The company has doubled sales in each of the last six fiscal years, so don't think that the recent surge in growth is entirely due to the pandemic. Peloton did, however, take advantage of the demand fueled by shelter-in-place orders earlier this year, and the company keeps thriving as consumers choose to work out at home and eschew going back to gyms.
Just stay home
The virtual workout trend was no doubt accelerated by the COVID-19 pandemic. A survey titled Future of Fitness, conducted by Wakefield Research, found that a whopping nine in 10 Americans who exercise regularly will continue with at-home workouts even after they feel comfortable going back to a gym. This plays directly into Peloton's favor, even more so with the company offering a digital-only membership for $12.99 in addition to its equipment.

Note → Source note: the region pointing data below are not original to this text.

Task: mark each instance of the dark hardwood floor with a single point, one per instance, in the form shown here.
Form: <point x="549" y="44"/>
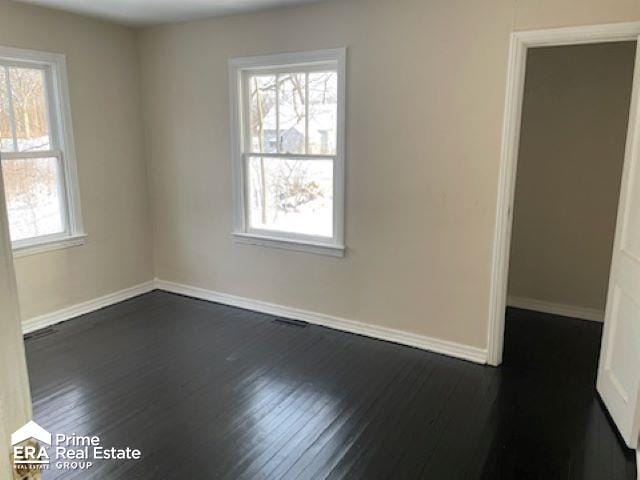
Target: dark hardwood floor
<point x="208" y="391"/>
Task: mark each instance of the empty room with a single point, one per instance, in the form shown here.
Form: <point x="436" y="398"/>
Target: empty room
<point x="320" y="239"/>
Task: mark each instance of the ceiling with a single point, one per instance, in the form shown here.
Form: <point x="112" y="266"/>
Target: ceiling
<point x="151" y="12"/>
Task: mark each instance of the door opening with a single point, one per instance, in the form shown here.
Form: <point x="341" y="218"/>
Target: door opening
<point x="614" y="298"/>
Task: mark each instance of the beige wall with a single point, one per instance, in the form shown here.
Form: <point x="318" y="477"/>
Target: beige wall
<point x="575" y="115"/>
<point x="422" y="158"/>
<point x="105" y="101"/>
<point x="15" y="401"/>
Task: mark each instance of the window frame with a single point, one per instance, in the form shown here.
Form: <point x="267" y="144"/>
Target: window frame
<point x="239" y="68"/>
<point x="62" y="147"/>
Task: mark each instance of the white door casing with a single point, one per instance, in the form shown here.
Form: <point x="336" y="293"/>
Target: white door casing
<point x="619" y="367"/>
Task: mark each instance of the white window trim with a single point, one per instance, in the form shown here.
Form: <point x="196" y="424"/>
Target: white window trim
<point x="61" y="131"/>
<point x="286" y="240"/>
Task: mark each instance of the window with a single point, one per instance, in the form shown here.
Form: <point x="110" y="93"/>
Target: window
<point x="288" y="150"/>
<point x="36" y="152"/>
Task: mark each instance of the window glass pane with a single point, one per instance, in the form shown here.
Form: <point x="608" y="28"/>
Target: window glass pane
<point x="262" y="113"/>
<point x="291" y="112"/>
<point x="323" y="112"/>
<point x="291" y="195"/>
<point x="28" y="94"/>
<point x="6" y="137"/>
<point x="34" y="202"/>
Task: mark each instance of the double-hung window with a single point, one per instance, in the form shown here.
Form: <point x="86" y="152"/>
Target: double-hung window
<point x="288" y="150"/>
<point x="36" y="152"/>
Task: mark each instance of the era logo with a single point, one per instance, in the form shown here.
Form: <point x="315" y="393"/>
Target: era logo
<point x="28" y="448"/>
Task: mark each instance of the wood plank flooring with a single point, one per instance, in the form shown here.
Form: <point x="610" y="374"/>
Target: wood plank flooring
<point x="208" y="391"/>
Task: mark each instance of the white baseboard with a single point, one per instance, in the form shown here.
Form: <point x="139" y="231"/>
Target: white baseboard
<point x="582" y="313"/>
<point x="73" y="311"/>
<point x="452" y="349"/>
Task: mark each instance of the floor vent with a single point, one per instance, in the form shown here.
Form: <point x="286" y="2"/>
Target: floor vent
<point x="45" y="332"/>
<point x="291" y="323"/>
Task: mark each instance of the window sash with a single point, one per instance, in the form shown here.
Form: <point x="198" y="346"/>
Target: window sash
<point x="55" y="140"/>
<point x="284" y="233"/>
<point x="62" y="189"/>
<point x="277" y="72"/>
<point x="240" y="69"/>
<point x="61" y="146"/>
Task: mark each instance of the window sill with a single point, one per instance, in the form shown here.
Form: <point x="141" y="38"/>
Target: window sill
<point x="35" y="248"/>
<point x="288" y="244"/>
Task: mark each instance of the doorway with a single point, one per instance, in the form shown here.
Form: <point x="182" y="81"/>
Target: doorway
<point x="618" y="382"/>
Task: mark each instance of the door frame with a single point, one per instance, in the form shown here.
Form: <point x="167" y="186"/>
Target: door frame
<point x="516" y="71"/>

In order to bolster the case for Peloton's pandemic-proof status, the company must also cater to the correct demographic. What we're going through is unprecedented in modern times, and it has put pressure on most people to be more frugal with their personal finances. This makes it even more impressive that 46% of Peloton's Bike customers come from U.S. households earning less than $100,000, up from 39% two years ago. What's more, Americans between the ages of 24 and 35 are the company's fastest-growing cohort. Capturing this young demographic is crucial as it gives Peloton the opportunity to develop long-term relationships with its customers.
Because the social and economic environment was so supportive for Peloton, it was able to drive demand while simultaneously pausing the majority of its marketing spend. Consequently, this resulted in record profitability in the fiscal fourth quarter. When the pandemic eventually subsides and we all get on with our normal routines, Peloton will need to pick up its marketing expenditures in order to sustain and grow its already remarkable brand awareness.
Add to your shopping list
Few companies have benefited over the past six months like Peloton has, and it is a business that I like more and more as I keep learning about it. Being able to have an effective workout from the comfort of your own home is something that a larger portion of the population wants, whether we're in a pandemic or not.
It will be interesting to see how long Peloton can keep up this monumental growth, but two things are certain -- this is a very high-quality company, and the stock has proven to be pandemic-proof. As it continues reaching all-time highs, smart investors should add Peloton to their watch lists and buy in when the price is more favorable.